This notebook explores the time dimension of the statistical capacity
dataset, which tracks country-level scores across indicators of data
quality and accessibility from 2004 to 2023. The focus here is on how
one of those indicators , data_products_score, which
measures the quality and availability of statistical outputs produced by
a country, has evolved globally over nearly two decades.
Because the dataset records one observation per country per year, the analysis works at the level of global yearly averages, which produces a clean annual time series from 2005 to 2023.
library(tidyverse)
library(ggthemes)
library(xts)
library(tsibble)
library(lubridate)
theme_set(theme_minimal())
options(scipen = 6)
dataset <- read_csv("dataset.csv")
## Rows: 4340 Columns: 12
## ── Column specification ────────────────────────────────────────────────────────
## Delimiter: ","
## chr (4): iso3c, country, region, income
## dbl (8): year, population, overall_score, data_use_score, data_services_scor...
##
## ℹ Use `spec()` to retrieve the full column specification for this data.
## ℹ Specify the column types or set `show_col_types = FALSE` to quiet this message.
The dataset contains a year column stored as an integer
(e.g., 2005, 2016). While this is technically
ordered, it is not a proper Date object in R. Time series tools like
tsibble and xts require a recognized date
format to treat observations as a sequence in time.
The conversion uses as.Date(paste0(year, "-01-01")),
which appends a fixed month and day to each year. January 1st is used as
a placeholder since the data is annual, the exact day within the year
carries no meaning here.
# Convert year integer to Date
dataset <- dataset %>%
mutate(date = as.Date(paste0(year, "-01-01")))
# Confirm the conversion
head(dataset %>% select(year, date), 3)
## # A tibble: 3 × 2
## year date
## <dbl> <date>
## 1 2023 2023-01-01
## 2 2023 2023-01-01
## 3 2023 2023-01-01
Insight: The year column was originally
an integer with no date structure. Converting it to a proper Date object
using paste0(year, "-01-01") allows R to interpret the data
as a sequential time series, which is required for tsibble,
xts, and plotting with scale_x_date. Without
this step, time-based functions would either fail or produce incorrect
results.
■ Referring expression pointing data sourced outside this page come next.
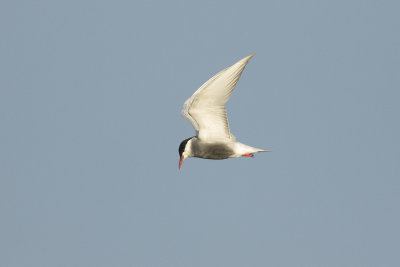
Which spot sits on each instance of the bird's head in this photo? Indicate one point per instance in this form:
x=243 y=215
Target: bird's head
x=185 y=150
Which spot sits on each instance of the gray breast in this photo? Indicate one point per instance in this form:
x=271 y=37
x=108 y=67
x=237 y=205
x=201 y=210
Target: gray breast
x=211 y=150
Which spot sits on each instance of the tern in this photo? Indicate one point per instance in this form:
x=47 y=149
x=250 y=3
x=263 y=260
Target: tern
x=206 y=111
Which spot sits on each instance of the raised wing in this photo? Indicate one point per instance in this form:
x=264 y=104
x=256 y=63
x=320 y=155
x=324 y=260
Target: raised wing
x=205 y=109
This step is essential because time series methods depend on a
properly ordered and indexed time variable — without it, the concept of
a “lag” or temporal ordering has no meaning in R.
The response variable for this analysis is
data_products_score, which measures the quality and
availability of statistical outputs produced by national statistical
systems, such as whether countries publish key indicators, use
standardized classification systems, and disseminate data through
accessible formats.
This variable was chosen for three reasons:
To build a clean univariate time series, the data is aggregated to
the global yearly average of
data_products_score.
# Aggregate to annual global averages
ts_data <- dataset %>%
group_by(date) %>%
summarise(avg_score = mean(data_products_score, na.rm = TRUE)) %>%
drop_na() %>%
mutate(year_num = as.numeric(format(date, "%Y")))
head(ts_data, 3)
## # A tibble: 3 × 3
## date avg_score year_num
## <date> <dbl> <dbl>
## 1 2005-01-01 46.6 2005
## 2 2006-01-01 48.1 2006
## 3 2007-01-01 49.7 2007
# Create tsibble
ts_tbl <- as_tsibble(ts_data, index = date)
# Create xts object for modeling
ts_xts <- xts(ts_data$avg_score, order.by = ts_data$date)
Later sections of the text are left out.